Rightist faces 12 years in torching of Kato home

YAMAGATA (Kyodo) Prosecutors demanded a 12-year prison term Wednesday for a rightwing activist accused of torching the home of Liberal Democratic Party lawmaker Koichi Kato's mother in Tsuruoka, Yamagata Prefecture, last year, because of Kato's political stance.

News photo
The home of the mother of Liberal Democratic Party lawmaker Koichi Kato burns in Tsuruoka, Yamagata Prefecture, on March 15, 2006. KYODO PHOTO

"Resorting to violence as a way to show one's objection to political speech cannot be tolerated," prosecutors said in a closing statement at the Yamagata District Court. "It was an act that infringed on the freedom of speech."

Masahiro Horigome, 66, a member of a Tokyo-based rightist group, stands accused of spreading gasoline in one of the bedrooms and igniting it on the evening of Aug. 15.

The fire gutted the house and an adjacent building.
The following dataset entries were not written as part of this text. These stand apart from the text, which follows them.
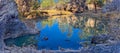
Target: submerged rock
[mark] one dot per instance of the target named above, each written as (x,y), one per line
(10,25)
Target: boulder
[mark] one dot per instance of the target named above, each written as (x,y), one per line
(112,6)
(10,24)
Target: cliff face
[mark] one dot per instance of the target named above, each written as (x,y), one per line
(10,25)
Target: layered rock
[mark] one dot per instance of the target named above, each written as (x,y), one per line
(112,6)
(10,25)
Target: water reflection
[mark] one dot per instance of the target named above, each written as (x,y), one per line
(67,31)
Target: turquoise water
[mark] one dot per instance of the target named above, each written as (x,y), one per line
(62,32)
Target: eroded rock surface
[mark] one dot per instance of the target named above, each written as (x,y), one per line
(10,25)
(112,6)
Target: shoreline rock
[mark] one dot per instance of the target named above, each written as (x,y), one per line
(10,24)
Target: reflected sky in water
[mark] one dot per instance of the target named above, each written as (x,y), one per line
(63,32)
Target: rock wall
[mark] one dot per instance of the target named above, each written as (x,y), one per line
(112,6)
(10,25)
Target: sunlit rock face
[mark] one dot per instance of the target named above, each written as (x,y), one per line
(112,6)
(10,25)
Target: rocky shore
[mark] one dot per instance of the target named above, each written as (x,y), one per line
(10,24)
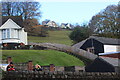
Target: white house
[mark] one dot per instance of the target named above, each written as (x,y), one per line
(12,33)
(49,23)
(98,45)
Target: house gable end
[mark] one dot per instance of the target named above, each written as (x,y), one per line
(10,24)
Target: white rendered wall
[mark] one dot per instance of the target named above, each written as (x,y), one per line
(23,36)
(111,48)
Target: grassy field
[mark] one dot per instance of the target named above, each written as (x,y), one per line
(42,57)
(60,37)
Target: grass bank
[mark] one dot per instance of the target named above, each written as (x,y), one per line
(60,37)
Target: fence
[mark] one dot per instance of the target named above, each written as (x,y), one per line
(32,75)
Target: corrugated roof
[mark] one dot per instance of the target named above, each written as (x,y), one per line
(112,61)
(105,40)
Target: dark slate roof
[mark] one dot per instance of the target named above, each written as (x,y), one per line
(112,61)
(105,40)
(17,19)
(109,41)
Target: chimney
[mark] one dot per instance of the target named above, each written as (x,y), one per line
(9,59)
(30,65)
(52,67)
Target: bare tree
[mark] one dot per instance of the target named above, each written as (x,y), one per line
(105,23)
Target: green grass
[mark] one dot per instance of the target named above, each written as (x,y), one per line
(42,57)
(60,37)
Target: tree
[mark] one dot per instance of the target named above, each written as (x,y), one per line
(79,34)
(28,10)
(105,23)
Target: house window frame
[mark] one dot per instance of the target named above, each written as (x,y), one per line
(91,49)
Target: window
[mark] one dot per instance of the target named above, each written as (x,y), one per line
(90,49)
(5,33)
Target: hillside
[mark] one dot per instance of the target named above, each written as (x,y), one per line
(60,37)
(42,57)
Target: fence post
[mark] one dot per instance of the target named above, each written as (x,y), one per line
(9,59)
(52,67)
(30,65)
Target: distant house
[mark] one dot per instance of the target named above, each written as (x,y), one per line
(97,45)
(11,31)
(49,23)
(66,25)
(106,62)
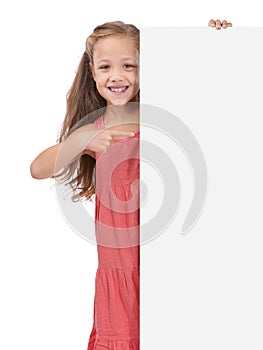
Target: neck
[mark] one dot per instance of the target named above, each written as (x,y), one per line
(128,113)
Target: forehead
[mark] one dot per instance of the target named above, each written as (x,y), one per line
(115,47)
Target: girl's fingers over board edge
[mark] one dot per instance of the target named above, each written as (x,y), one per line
(218,24)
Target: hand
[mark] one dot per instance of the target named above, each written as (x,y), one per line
(218,25)
(102,140)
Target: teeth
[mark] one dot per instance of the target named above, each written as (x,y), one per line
(118,89)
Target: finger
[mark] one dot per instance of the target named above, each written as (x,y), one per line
(212,23)
(224,24)
(121,133)
(218,24)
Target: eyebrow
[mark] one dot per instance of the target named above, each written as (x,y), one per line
(124,59)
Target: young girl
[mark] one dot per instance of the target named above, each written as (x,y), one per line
(101,132)
(106,83)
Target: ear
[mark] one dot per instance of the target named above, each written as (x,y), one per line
(92,71)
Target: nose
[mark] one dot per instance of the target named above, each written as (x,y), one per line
(116,75)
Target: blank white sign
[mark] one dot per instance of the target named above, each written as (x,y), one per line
(203,290)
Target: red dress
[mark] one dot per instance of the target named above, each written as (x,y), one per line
(117,221)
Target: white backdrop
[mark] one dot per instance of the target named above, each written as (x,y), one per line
(203,290)
(47,271)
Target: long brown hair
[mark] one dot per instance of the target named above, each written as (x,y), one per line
(85,103)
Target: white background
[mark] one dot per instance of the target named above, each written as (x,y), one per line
(204,289)
(47,271)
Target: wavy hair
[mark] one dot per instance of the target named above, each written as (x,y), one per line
(85,105)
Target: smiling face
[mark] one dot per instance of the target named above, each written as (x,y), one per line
(115,69)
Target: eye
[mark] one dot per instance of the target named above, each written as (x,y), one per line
(129,65)
(104,67)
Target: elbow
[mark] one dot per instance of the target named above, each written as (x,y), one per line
(36,172)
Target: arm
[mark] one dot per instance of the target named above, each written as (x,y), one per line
(56,157)
(84,140)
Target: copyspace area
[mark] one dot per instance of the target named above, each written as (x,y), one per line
(203,290)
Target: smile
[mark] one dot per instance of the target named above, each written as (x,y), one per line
(118,89)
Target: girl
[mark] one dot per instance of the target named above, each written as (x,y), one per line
(101,132)
(106,83)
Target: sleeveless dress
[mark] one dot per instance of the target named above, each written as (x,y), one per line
(117,220)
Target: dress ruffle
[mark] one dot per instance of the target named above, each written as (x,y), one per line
(116,301)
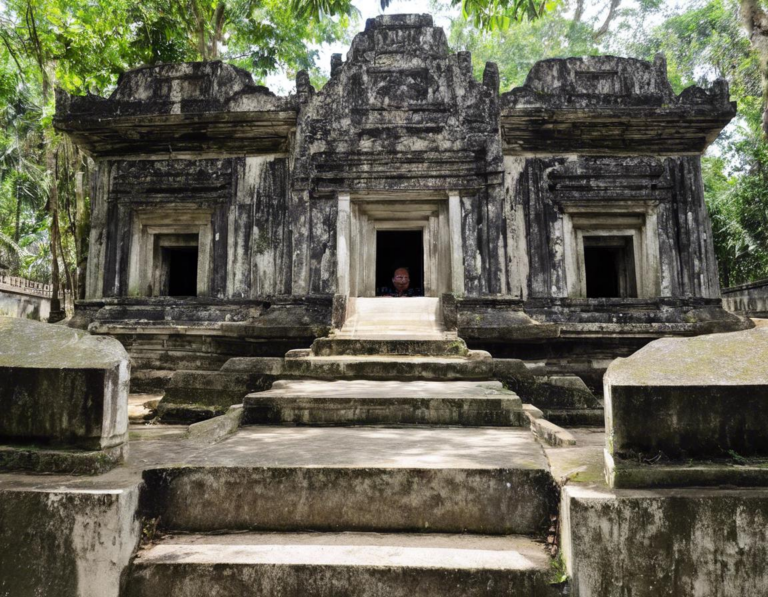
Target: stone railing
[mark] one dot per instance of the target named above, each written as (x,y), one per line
(24,286)
(747,299)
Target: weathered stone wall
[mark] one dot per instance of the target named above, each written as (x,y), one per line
(275,185)
(24,298)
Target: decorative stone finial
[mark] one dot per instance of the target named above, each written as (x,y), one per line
(336,63)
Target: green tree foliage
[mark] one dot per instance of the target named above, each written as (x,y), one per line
(706,42)
(703,40)
(83,46)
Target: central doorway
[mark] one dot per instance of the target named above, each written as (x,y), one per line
(375,235)
(396,249)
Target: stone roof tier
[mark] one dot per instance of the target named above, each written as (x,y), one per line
(176,108)
(607,104)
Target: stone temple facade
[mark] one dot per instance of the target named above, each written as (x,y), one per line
(562,222)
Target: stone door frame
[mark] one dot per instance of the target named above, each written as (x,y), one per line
(438,216)
(635,219)
(148,227)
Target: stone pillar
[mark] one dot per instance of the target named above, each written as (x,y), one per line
(343,238)
(457,248)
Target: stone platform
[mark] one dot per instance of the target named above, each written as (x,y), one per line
(488,481)
(318,564)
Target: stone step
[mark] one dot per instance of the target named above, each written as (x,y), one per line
(387,345)
(411,318)
(341,565)
(478,364)
(452,480)
(365,402)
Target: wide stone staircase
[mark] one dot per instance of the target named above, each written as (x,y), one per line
(377,474)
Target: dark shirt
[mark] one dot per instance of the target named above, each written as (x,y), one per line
(387,291)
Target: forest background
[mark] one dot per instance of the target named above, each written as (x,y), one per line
(82,46)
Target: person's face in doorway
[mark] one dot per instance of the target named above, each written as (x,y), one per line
(401,280)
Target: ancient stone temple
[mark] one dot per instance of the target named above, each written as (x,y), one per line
(562,222)
(319,438)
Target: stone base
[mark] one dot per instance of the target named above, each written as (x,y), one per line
(748,472)
(66,537)
(665,542)
(65,461)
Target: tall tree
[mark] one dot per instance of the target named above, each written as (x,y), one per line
(756,24)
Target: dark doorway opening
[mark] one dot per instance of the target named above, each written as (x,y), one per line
(182,270)
(399,248)
(609,262)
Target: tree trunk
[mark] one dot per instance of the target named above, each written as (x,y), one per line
(756,24)
(607,23)
(17,229)
(53,211)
Kato's mother was out at the time and thus not harmed.

Horigome was found at the scene after attempting hara-kiri there.

The prosecutors argued earlier that Horigome had lost hope after being laid off last year and had many debts, leading him to attempt a "heroic" death to make a name for himself among rightists.

They said he decided to target Kato after reading a magazine article in which the LDP lawmaker criticized then Prime Minister Junichiro Koizumi's repeated visits to Tokyo's Yasukuni Shrine.

Horigome's lawyers, in seeking leniency, argued, without elaborating, that the defendant had merely tried to exercise "the right to defend his home country."

Kato, a veteran House of Representatives member, was one of Koizumi's closest allies, but later parted ways with him due to differences of opinion.

Nikkei arson arrest

A former rightwing activist was arrested Wednesday on suspicion of throwing a Molotov cocktail at Nikkei Inc.'s headquarters in Tokyo last July, police said.

The attack was motivated by a story in the business daily about how Emperor Hirohito, known posthumously as Showa, stopped visiting Yasukuni Shrine as he was upset with the enshrinement of Class-A war criminals, they said.

"I intended to give a warning to the newspaper, which aimed at manipulating public opinion over the Yasukuni issue by using the emperor, who I worship as a god," Motohide Hiraoka, 42, was quoted as telling investigators.